OMSI is set to open a permanent, bilingual climate gallery this spring that treats global warming as a lived local story as much as a stack of charts. Climate of Change/Clima de Cambio is scheduled to debut April 25 in the museum’s newly renamed Nancy Stueber Natural Sciences Hall, with films, hands-on interactives and a multimedia installation focused on community-led responses. The project aims to move visitors from climate anxiety toward action by highlighting how Oregonians are adapting and designing alternatives.
According to OMSI, the 7,000-square-foot hall includes a showpiece entrance sculpture made from reclaimed yellow cedar and an updated Science on a Sphere program. OMSI says the gallery centers Indigenous, Black, Latine, rural and coastal voices and will feature a story theater of six short films about place-based climate solutions from partners across the state.
The immersive multimedia experience was developed by design studio Tellart, which builds multi-sensory museum installations. OMSI also worked with community groups so the films are produced with partners such as Adelante Mujeres, Albina Vision Trust and student leaders from Our Future, who will appear in a film about youth-driven food-system solutions.

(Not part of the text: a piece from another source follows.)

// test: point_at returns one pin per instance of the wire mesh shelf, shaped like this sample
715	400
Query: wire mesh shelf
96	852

Energy, Carbon And Hands-on Learning
Portland General Electric is the gallery’s energy sponsor and the exhibit includes an interactive carbon display that highlights the utility’s role in the region’s clean-energy transition. As reported by The Oregonian/OregonLive, the gallery opens April 25 and PGE said the activation is intended to help young Oregonians understand how the energy system works and how they can participate in the state’s shift to cleaner power. The sponsorship is slated to run through 2030.
Policy Context
The gallery arrives as Oregon’s utilities work under HB 2021, the state law that requires retail electricity providers to cut greenhouse-gas emissions 80% by 2030 and to eliminate them by 2040. The law is shaping how companies and communities think about power, resilience and jobs, and OMSI’s organizers say the gallery is designed to help translate that technical policy into tangible choices for visitors. According to the Oregon Department of Environmental Quality, utilities must file clean energy plans and consider community benefits as part of that transition.

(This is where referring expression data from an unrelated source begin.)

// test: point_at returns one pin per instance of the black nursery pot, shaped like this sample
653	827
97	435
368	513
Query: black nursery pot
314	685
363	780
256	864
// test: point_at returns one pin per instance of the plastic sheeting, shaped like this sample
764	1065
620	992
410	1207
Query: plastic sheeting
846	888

Voices, Craft And 'Active Hope'
“This exhibition invites visitors to deepen their connection to place, think more expansively about our changing landscapes, and recognize their own capacity for action,” OMSI creative director Ciera Iveson told The Oregonian/OregonLive. The result is a gallery that blends regional craft, like the reclaimed-wood entrance built with Timberlab, with films that put community leaders, not experts, at the center of the climate story.
Climate of Change/Clima de Cambio opens April 25, and tickets and schedule information are available from OMSI. For Portland audiences, the gallery is meant to feel less like a lecture and more like a neighborhood meeting about the future, with stories, tools and experiments you can walk through film by film.